You will want a stern lifting prop, talk to the guys at Power Tek they have data on the 17T.

Bob
15T


----------



## skinnywater3 (Feb 8, 2009)

Ive got a PT SCB13 that might be perfect for you, it is nearly brand new with very low hours..

let me know if you are interested.


----------



## swaddict (Dec 19, 2009)

Got the same boat and yammi, first get a tach. I'm currently running a 3 blade 15 pitch and turning just over 5500 rpm's. I was told by Power Tech to use the SCD4 15 pitch (4 blade stern lift prop), I was wanting a better hole shot.


----------



## sjd0004 (Mar 7, 2010)

thats great info but what do yall know about cleaver props other than they look cool. Also what kind of speed are you getting out of your rig swaddict?


----------



## swaddict (Dec 19, 2009)

> thats great info but what do yall know about cleaver props other than they look cool. Also what kind of speed are you getting out of your rig swaddict?

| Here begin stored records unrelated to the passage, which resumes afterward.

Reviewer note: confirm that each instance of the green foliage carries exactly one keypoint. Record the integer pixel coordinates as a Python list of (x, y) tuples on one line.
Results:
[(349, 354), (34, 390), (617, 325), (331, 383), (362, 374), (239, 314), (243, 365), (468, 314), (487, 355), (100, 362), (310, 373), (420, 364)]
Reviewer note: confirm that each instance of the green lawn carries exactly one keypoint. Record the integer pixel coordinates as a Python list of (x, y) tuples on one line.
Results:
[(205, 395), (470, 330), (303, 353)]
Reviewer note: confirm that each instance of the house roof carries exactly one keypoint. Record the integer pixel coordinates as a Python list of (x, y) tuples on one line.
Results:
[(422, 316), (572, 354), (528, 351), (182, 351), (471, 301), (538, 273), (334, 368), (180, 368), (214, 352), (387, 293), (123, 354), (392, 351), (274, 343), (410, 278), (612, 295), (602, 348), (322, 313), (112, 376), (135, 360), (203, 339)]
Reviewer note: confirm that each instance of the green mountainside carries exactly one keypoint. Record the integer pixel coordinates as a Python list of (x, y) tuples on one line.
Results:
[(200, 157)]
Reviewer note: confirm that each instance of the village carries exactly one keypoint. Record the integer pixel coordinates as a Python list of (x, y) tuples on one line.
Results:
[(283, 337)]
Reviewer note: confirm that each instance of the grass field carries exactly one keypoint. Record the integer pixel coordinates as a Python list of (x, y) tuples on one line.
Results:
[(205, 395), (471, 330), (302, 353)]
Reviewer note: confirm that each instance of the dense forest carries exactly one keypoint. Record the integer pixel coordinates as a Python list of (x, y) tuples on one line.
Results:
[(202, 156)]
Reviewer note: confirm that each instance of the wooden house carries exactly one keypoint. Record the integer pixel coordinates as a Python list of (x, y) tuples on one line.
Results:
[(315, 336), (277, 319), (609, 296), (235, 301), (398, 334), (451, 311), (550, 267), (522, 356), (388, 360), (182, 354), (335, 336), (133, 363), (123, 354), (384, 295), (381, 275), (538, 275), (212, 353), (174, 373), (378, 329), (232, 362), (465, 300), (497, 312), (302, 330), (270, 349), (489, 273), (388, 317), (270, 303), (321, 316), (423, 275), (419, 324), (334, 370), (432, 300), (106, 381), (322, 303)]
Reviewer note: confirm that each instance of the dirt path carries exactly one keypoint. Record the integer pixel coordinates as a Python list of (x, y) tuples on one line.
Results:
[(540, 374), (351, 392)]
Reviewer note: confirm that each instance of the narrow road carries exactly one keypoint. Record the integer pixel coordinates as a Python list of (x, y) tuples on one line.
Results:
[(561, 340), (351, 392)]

Do not know mph for sure, guessing low to mid 30's.


----------



## iMacattack (Dec 11, 2006)

I had a 2000 17T with a 1998 60 2 smoke Yamaha. 5700 RPM @ 37.2MPH (GPS) WOT with 2 people, 3/4 tank, 17 gallons max tank size, and gear (light load). The boat had ok hole shot for me, but I used my tabs and trim. I cruised 23-25 at 3500-3800 RPM or 27-29 at 4500-4800 RPM. The prop was a 3 blade stainless steel Turbo brand of prop Y13 1/4 x 15 (http://www.turbo-props.com/), 13-1/4 is the diameter in inches (which is correct for the Yamaha 60 2-stroke), and 15 is the pitch in inches.


----------



## lemaymiami (Feb 9, 2007)

Props are one of those things that everyone wonders about (as in would x or y be improved by one prop or another...).  Here's a pretty good rule of thumb for anyone going that route.  You can gain one advantage but it always means giving up another.  In other words you can have a great hole shot, but you'll give up top end... or you can have the best top end but it will come at the expense of hole shot (that's particularly true with four blade as opposed to three blade props...).  For my old Maverick I chose a three blade because I'm much more interested in top end than hole shot (and that top end directly translates to a tiny bit better fuel economy at cruising speeds and I have to run some distances most days).  If I needed the hole shot I'd have gone with a four blade knowing it would have meant 1 to 3 miles and hour less on the top end of things...

The hard part is to reach a good balance between hole shot and top end... it's different for every boat and how it's loaded.

By the way, cleavers are racing props designed to allow a strong motor to rev as high as possible with the smallest amount of prop in the water at speed. Not much use for them in ordinary applications that I know of.


----------